31. Pour ce qui est du paragraphe 10 de la résolution 687 (1991), on se souviendra que l'Iraq a fait savoir, dans des lettres identiques datées du 6 avril 1991, adressées au Secrétaire général et au Président du Conseil de sécurité (S/22456), qu'il acceptait cette résolution et qu'il a confirmé dans d'autres lettres identiques datées du 11 juin 1991 (S/22689) adressées aux mêmes destinataires, qu'il s'était "engagé inconditionnellement à n'employer, mettre au point, fabriquer ni acquérir aucun des éléments énumérés dans la résolution". Dans une lettre datée du 26 novembre 1993, adressée au Président du Conseil de sécurité par le Ministre des affaires étrangères (S/26811), le Gouvernement iraquien a déclaré qu'il avait "décidé d'accepter des obligations énoncées dans la résolution 715 (1991) et de se conformer aux dispositions des plans de contrôle et de vérification, conformément à ladite résolution".
 

32. Le 7 octobre et, de nouveau, le 15 décembre 1994, la Commission a informé le Conseil (voir S/1994/1138 et Corr.1 et S/1994/1422) que "le système de contrôle et de vérification continus [fonctionnait] à titre provisoire" et que "les essais du système [avaient] commencé". Dans le rapport qu'elle a soumis au Conseil de sécurité le 10 avril 1995 (S/1995/284), la Commission a signalé que "les éléments du système de contrôle et de vérification continus [étaient] désormais en place et le système [était] opérationnel" et qu'elle avait "bénéficié de l'entière coopération de l'Iraq pour la mise en place du système de contrôle et ses activités". Pour que le système couvre toutes les obligations de l'Iraq, il est nécessaire que celui-ci apporte une réponse satisfaisante aux préoccupations de la Commission au sujet de son programme passé concernant les armes biologiques.
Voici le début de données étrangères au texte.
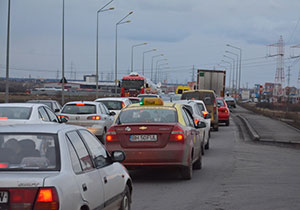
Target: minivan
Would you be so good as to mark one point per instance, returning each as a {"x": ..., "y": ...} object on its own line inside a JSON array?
[{"x": 209, "y": 98}]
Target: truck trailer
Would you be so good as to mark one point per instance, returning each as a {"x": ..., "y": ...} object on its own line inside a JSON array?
[{"x": 212, "y": 80}]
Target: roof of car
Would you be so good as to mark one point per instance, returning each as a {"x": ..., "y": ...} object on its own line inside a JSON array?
[
  {"x": 112, "y": 99},
  {"x": 48, "y": 100},
  {"x": 202, "y": 90},
  {"x": 36, "y": 128},
  {"x": 166, "y": 104},
  {"x": 29, "y": 105},
  {"x": 82, "y": 102}
]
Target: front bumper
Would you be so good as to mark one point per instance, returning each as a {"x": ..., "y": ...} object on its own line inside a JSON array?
[{"x": 173, "y": 154}]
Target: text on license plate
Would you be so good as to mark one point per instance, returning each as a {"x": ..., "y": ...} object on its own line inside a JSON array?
[
  {"x": 143, "y": 138},
  {"x": 3, "y": 197}
]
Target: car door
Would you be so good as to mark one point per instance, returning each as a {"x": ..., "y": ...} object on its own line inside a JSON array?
[
  {"x": 110, "y": 118},
  {"x": 111, "y": 176},
  {"x": 87, "y": 176},
  {"x": 194, "y": 134}
]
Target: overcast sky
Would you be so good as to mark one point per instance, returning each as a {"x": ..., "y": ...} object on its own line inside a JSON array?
[{"x": 187, "y": 32}]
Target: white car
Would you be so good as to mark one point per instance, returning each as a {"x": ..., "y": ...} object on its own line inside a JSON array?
[
  {"x": 54, "y": 105},
  {"x": 60, "y": 167},
  {"x": 201, "y": 114},
  {"x": 115, "y": 104},
  {"x": 25, "y": 113},
  {"x": 92, "y": 115}
]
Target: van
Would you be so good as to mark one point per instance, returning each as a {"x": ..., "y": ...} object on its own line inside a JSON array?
[{"x": 209, "y": 98}]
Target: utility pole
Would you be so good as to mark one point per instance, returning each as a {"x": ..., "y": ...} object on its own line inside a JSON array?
[
  {"x": 7, "y": 54},
  {"x": 279, "y": 76},
  {"x": 193, "y": 74}
]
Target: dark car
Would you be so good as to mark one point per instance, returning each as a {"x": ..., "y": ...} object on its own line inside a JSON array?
[{"x": 154, "y": 133}]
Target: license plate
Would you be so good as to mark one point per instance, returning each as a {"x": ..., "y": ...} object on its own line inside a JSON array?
[
  {"x": 143, "y": 138},
  {"x": 3, "y": 197}
]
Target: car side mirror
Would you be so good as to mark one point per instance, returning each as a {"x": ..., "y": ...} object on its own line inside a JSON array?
[
  {"x": 118, "y": 156},
  {"x": 63, "y": 120},
  {"x": 112, "y": 113},
  {"x": 201, "y": 125}
]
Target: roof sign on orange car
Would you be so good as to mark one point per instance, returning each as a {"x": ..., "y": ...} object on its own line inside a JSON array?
[{"x": 152, "y": 102}]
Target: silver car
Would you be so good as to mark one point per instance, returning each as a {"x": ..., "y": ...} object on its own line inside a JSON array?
[
  {"x": 24, "y": 113},
  {"x": 54, "y": 105},
  {"x": 92, "y": 115},
  {"x": 60, "y": 166}
]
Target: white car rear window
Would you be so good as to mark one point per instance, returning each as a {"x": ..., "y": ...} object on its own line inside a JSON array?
[
  {"x": 30, "y": 152},
  {"x": 79, "y": 109},
  {"x": 15, "y": 113}
]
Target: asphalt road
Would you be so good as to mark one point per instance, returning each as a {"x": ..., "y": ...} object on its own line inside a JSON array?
[{"x": 237, "y": 174}]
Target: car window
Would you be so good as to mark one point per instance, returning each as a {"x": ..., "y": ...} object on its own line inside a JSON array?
[
  {"x": 96, "y": 148},
  {"x": 201, "y": 107},
  {"x": 197, "y": 110},
  {"x": 30, "y": 152},
  {"x": 220, "y": 102},
  {"x": 74, "y": 158},
  {"x": 81, "y": 151},
  {"x": 188, "y": 118},
  {"x": 114, "y": 105},
  {"x": 16, "y": 113},
  {"x": 106, "y": 110},
  {"x": 52, "y": 116},
  {"x": 148, "y": 115},
  {"x": 43, "y": 114},
  {"x": 79, "y": 109}
]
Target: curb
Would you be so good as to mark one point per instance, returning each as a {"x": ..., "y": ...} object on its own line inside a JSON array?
[{"x": 254, "y": 135}]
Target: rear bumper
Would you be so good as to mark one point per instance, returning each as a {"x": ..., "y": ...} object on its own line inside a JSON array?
[
  {"x": 223, "y": 117},
  {"x": 174, "y": 154}
]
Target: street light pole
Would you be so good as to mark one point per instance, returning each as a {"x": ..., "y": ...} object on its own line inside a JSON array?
[
  {"x": 240, "y": 69},
  {"x": 229, "y": 71},
  {"x": 137, "y": 45},
  {"x": 237, "y": 69},
  {"x": 116, "y": 49},
  {"x": 97, "y": 44},
  {"x": 7, "y": 54},
  {"x": 143, "y": 67},
  {"x": 63, "y": 56},
  {"x": 152, "y": 65},
  {"x": 233, "y": 71},
  {"x": 156, "y": 69}
]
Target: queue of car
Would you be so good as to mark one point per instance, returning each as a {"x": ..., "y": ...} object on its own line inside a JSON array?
[{"x": 71, "y": 160}]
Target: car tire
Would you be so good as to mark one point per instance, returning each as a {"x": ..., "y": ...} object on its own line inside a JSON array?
[
  {"x": 126, "y": 200},
  {"x": 198, "y": 164},
  {"x": 227, "y": 123},
  {"x": 187, "y": 171}
]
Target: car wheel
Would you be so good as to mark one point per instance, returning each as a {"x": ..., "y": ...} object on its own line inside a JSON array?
[
  {"x": 125, "y": 204},
  {"x": 187, "y": 171},
  {"x": 227, "y": 122},
  {"x": 198, "y": 164}
]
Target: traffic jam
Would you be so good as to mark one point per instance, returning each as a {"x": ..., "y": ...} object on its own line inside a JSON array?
[{"x": 80, "y": 156}]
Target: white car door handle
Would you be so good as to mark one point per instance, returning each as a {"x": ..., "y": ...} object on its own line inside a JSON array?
[{"x": 84, "y": 187}]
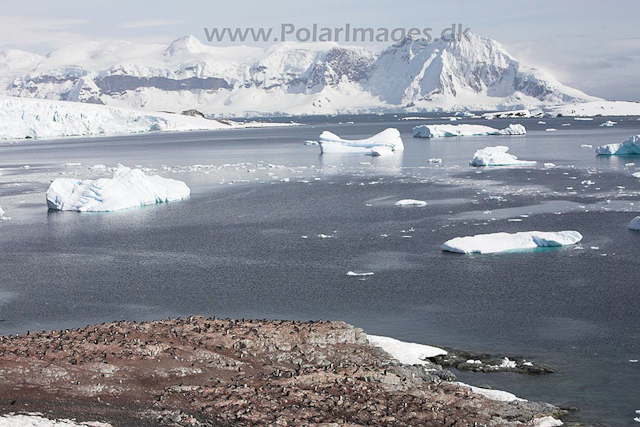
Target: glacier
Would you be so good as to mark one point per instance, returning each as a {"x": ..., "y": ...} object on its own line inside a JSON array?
[
  {"x": 405, "y": 352},
  {"x": 127, "y": 189},
  {"x": 473, "y": 73},
  {"x": 385, "y": 142},
  {"x": 629, "y": 147},
  {"x": 442, "y": 131},
  {"x": 497, "y": 156},
  {"x": 507, "y": 242}
]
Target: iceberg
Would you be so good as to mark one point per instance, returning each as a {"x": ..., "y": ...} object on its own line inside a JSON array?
[
  {"x": 629, "y": 147},
  {"x": 411, "y": 202},
  {"x": 440, "y": 131},
  {"x": 127, "y": 189},
  {"x": 405, "y": 352},
  {"x": 506, "y": 242},
  {"x": 379, "y": 144},
  {"x": 497, "y": 156}
]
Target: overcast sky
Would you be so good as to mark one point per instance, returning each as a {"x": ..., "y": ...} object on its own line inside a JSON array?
[{"x": 593, "y": 45}]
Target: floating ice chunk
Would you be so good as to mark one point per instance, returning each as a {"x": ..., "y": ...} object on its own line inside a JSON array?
[
  {"x": 354, "y": 274},
  {"x": 332, "y": 143},
  {"x": 498, "y": 395},
  {"x": 505, "y": 242},
  {"x": 405, "y": 352},
  {"x": 411, "y": 202},
  {"x": 127, "y": 189},
  {"x": 629, "y": 147},
  {"x": 497, "y": 156},
  {"x": 440, "y": 131}
]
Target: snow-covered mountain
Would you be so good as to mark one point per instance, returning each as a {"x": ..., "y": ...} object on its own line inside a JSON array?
[{"x": 287, "y": 78}]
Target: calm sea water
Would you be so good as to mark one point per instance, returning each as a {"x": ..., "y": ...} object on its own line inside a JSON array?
[{"x": 237, "y": 247}]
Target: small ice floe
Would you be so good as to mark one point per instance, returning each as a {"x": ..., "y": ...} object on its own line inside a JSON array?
[
  {"x": 410, "y": 203},
  {"x": 631, "y": 146},
  {"x": 127, "y": 189},
  {"x": 441, "y": 131},
  {"x": 405, "y": 352},
  {"x": 354, "y": 274},
  {"x": 380, "y": 143},
  {"x": 509, "y": 242},
  {"x": 497, "y": 156},
  {"x": 498, "y": 395}
]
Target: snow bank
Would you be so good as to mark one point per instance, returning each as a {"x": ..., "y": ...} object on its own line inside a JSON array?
[
  {"x": 505, "y": 242},
  {"x": 381, "y": 143},
  {"x": 499, "y": 395},
  {"x": 128, "y": 188},
  {"x": 37, "y": 118},
  {"x": 497, "y": 156},
  {"x": 629, "y": 147},
  {"x": 411, "y": 202},
  {"x": 36, "y": 420},
  {"x": 405, "y": 352},
  {"x": 439, "y": 131}
]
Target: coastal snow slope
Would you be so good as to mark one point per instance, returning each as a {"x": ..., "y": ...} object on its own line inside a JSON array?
[
  {"x": 473, "y": 73},
  {"x": 38, "y": 118},
  {"x": 127, "y": 189}
]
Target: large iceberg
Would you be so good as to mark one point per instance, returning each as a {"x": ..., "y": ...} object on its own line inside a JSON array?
[
  {"x": 127, "y": 189},
  {"x": 505, "y": 242},
  {"x": 381, "y": 143},
  {"x": 629, "y": 147},
  {"x": 406, "y": 352},
  {"x": 440, "y": 131},
  {"x": 497, "y": 156}
]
En outre, ainsi qu'il est noté dans le plan de vérification et contrôle continus (S/22871/Rev.1, par. 10), l'efficacité des dispositions du plan serait renforcée si elles étaient complétées par un effort de transparence et l'envoi, en temps voulu, d'informations sur toute vente ou fourniture à l'Iraq par d'autres États d'éléments pouvant servir à un double usage. La Commission est maintenant convaincue que l'Iraq coopère suffisamment à l'exécution du plan de contrôle pour que les conditions du paragraphe 5 de la résolution 715 (1991) du Conseil de sécurité soient remplies.